Il y a relativement peu de documents qui traitent précisément des aspects du traitement qui permettent de susciter la participation des clients au traitement. Spooner a émis l'observation suivante :
Les services tendent à être peu attirants pour les adolescents : les adolescents ont peur de la plupart des services, des membres du personnel et de la manière dont ils vont être traités. Cela constitue un obstacle à la recherche d'un traitement et, une fois qu'ils y sont inscrits, les adolescents ne désirent pas continuer à recevoir des services qu'ils n'aiment pas et pour lesquels ils ne se sentent pas à l'aise.
(Spooner, 1996 : 29)
Spooner en a conclu que le milieu physique du traitement devait être attirant et ne pas faire penser à une clinique. L'atmosphère doit être relaxante et détendue tout en étant dynamique. Brown a noté que les établissements de traitement conçus pour offir un traitement aux adultes projettent parfois une ambiance de clinique qui repoussent les jeunes clients.

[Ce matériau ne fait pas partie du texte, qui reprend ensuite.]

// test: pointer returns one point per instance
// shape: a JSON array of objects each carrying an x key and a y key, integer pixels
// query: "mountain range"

Il a également déclaré ce qui suit :
Plutôt que de mettre l'accent sur les rendez-vous qu'il faut prendre et respecter, il faudrait adopter un calendrier de travail qui permette aux jeunes de se présenter sans préavis afin d'obtenir certains services. (Brown, cité par Spooner, 1996 : 39)
Une étude menée par Aquilar et Munson (1992) démontre l'utilité des loisirs et de la récréation à titre de stratégies d'intervention et de traitement pour les jeunes qui ont des problèmes d'alcool ou de drogues; cependant, elle ne permet pas d'établir de liens entre ces conclusions et la participation des clients.